With time running out, Coulson talks to S.H.I.E.L.D. HQ, in this case Agent Blake (Titus Welliver) who tells them to “dump” the dangerous cargo, aka Fitz and Simmons. Normally, I would be incredibly happy about this, and really the entire episode is a gimmick to get you to say, “No, we need to keep them.” I can’t say I wouldn’t have been happy to see one of them exit the show, especially to be unpredictable and tell audiences “Yes, in these types of situations people die.” For all the show’s set-up about death and confronting it, it’s a bit of a cop-out not to kill one of the infected characters. Simmons is prepared to sacrifice herself and opens the cargo hold to fall to her death. Of course, it coincides with Fitz realizing an antiserum has been found. He’s forced to get Simmons before she goes splat and thus we re-enact the “Barrel of Monkeys” scene from Iron Man 3 (still available on DVD and Blu-ray. Perfect to watch before going to see Thor: The Dark World Friday).

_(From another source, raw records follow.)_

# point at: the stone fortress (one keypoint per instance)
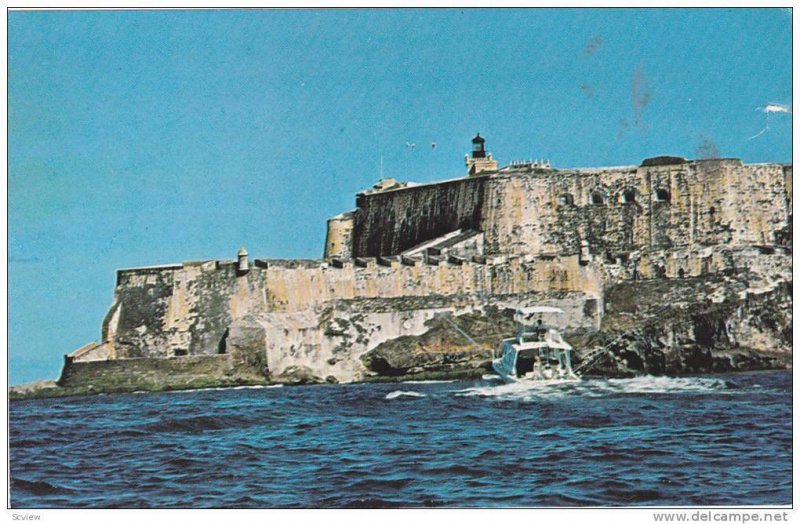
(495, 238)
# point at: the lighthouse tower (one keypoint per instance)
(480, 161)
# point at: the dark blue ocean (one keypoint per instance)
(721, 440)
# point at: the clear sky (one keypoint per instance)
(142, 137)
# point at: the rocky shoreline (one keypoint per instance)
(705, 325)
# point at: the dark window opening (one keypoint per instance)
(628, 197)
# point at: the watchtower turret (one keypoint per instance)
(481, 160)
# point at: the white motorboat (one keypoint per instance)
(537, 352)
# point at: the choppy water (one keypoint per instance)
(724, 440)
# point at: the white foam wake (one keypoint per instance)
(527, 391)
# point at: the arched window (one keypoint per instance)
(628, 196)
(565, 200)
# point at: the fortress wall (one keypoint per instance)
(703, 202)
(149, 373)
(297, 289)
(698, 203)
(339, 237)
(316, 315)
(389, 222)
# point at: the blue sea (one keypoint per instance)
(716, 440)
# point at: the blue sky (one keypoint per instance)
(151, 137)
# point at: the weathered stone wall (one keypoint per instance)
(339, 238)
(155, 373)
(313, 314)
(390, 222)
(615, 210)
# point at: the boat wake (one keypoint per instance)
(405, 394)
(597, 388)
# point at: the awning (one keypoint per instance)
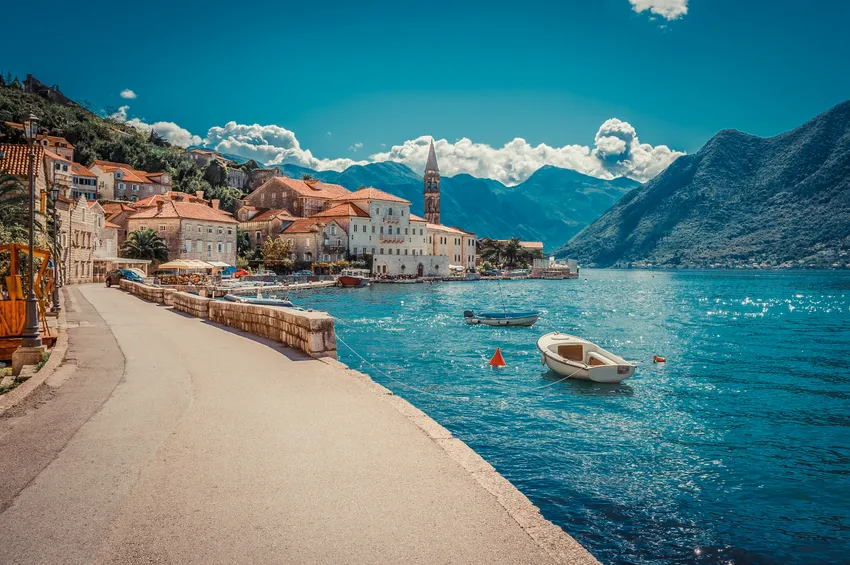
(185, 264)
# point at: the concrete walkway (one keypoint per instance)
(179, 441)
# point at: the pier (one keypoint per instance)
(169, 438)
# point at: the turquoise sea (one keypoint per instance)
(737, 450)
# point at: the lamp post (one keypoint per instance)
(31, 335)
(54, 196)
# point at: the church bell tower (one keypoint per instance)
(432, 187)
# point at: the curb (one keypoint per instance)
(57, 357)
(559, 545)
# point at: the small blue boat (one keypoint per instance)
(524, 319)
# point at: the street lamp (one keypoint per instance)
(54, 196)
(31, 335)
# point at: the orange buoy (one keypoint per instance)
(498, 360)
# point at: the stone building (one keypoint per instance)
(259, 177)
(82, 225)
(317, 240)
(432, 187)
(122, 182)
(459, 246)
(191, 230)
(83, 182)
(303, 198)
(262, 224)
(381, 225)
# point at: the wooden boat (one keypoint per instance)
(353, 278)
(577, 358)
(259, 300)
(524, 319)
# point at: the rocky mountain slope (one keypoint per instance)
(741, 200)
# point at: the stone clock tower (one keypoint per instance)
(432, 187)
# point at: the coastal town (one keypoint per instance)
(320, 227)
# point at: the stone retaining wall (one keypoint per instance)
(191, 304)
(311, 332)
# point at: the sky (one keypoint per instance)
(605, 87)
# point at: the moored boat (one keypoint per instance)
(573, 357)
(352, 278)
(524, 319)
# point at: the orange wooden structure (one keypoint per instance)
(13, 304)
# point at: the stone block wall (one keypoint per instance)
(191, 304)
(311, 332)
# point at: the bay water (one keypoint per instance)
(736, 450)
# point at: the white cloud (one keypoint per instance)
(617, 152)
(170, 131)
(272, 145)
(669, 9)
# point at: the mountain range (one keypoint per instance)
(741, 200)
(551, 206)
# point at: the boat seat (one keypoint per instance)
(572, 352)
(595, 359)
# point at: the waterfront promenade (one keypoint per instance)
(174, 440)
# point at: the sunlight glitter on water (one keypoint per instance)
(738, 445)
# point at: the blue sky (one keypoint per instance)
(379, 74)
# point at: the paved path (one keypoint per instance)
(179, 441)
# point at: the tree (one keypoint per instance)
(145, 244)
(277, 253)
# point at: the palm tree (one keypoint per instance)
(144, 244)
(513, 252)
(491, 250)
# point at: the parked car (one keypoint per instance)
(115, 275)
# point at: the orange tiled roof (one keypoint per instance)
(16, 158)
(56, 157)
(54, 140)
(309, 189)
(186, 211)
(303, 225)
(268, 215)
(371, 193)
(346, 209)
(82, 171)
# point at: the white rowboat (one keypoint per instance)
(577, 358)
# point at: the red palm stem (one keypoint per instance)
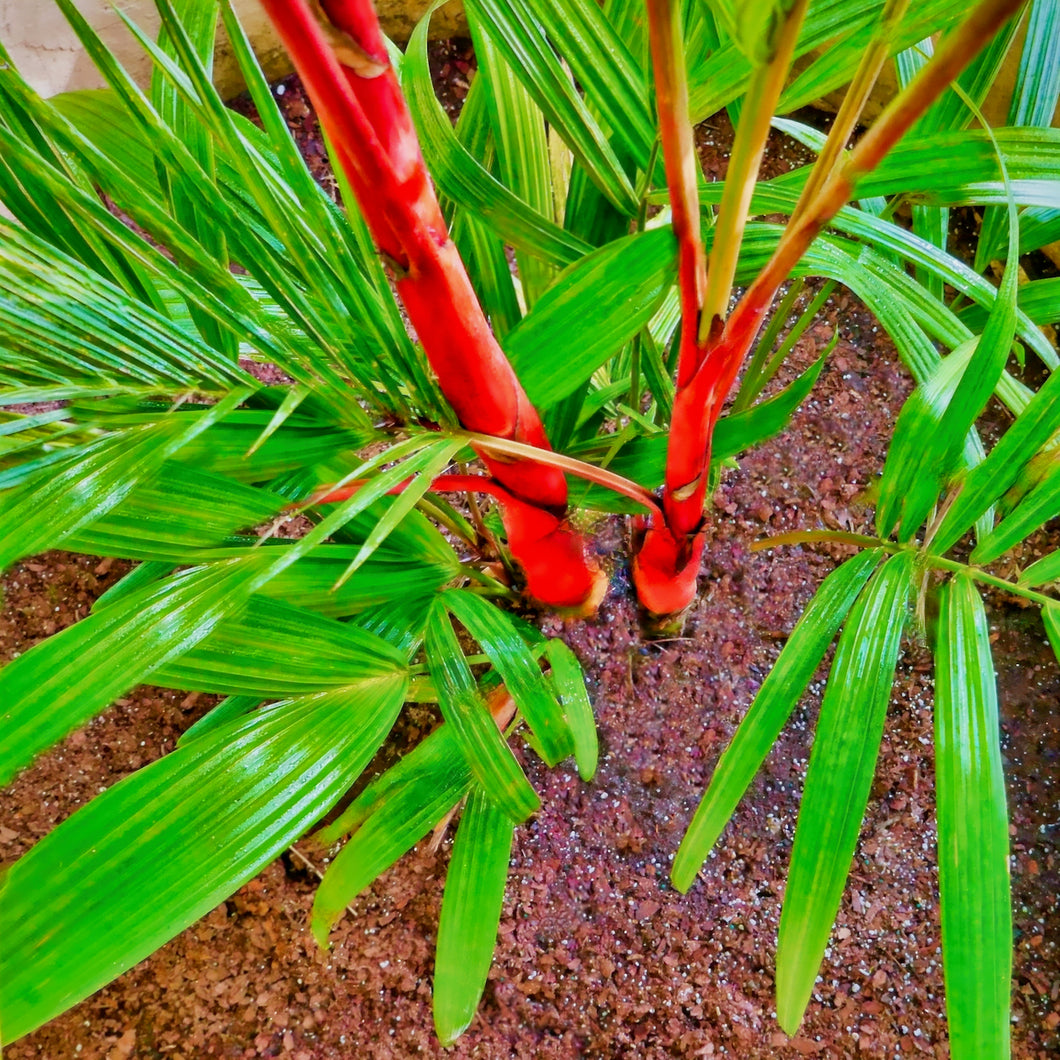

With Fitz and Simmons safe and virus-free it’s time to turn to Coulson. All the episodes prior have led up to this grand mystery: What happened to Coulson? Is he a robot? A clone? Coulson agrees that he’s different, and Melinda May tells him it’s because he died and was brought back. He isn’t the same person anymore, and has to let go of the past. His scars are there to remind him he’s come back a different man. Wait, that’s it! Essentially, he’s experiencing what Buffy did when she was resurrected from the dead? I really hope that’s not the end on this plot, especially once Agent Blake arrives on the bus and takes note of Coulson not being the “old Coulson.” I’m all for unpredictability, but to build up this plot and then say “Well he is different…he was dead for a bit and brought back,” something we knew from the outset, is stupid.
Overall, this episode was probably the most dramatic and emotional of the entire series. Skye didn’t take center stage, which I appreciated, and harsh decisions were confronted in an adult manner. The problem is why can’t this consistency happen regularly? Agents of S.H.I.E.L.D. continues to have an issue blending character driven stories with action ones, and please don’t let tonight’s answer close the book on Coulson’s mystery.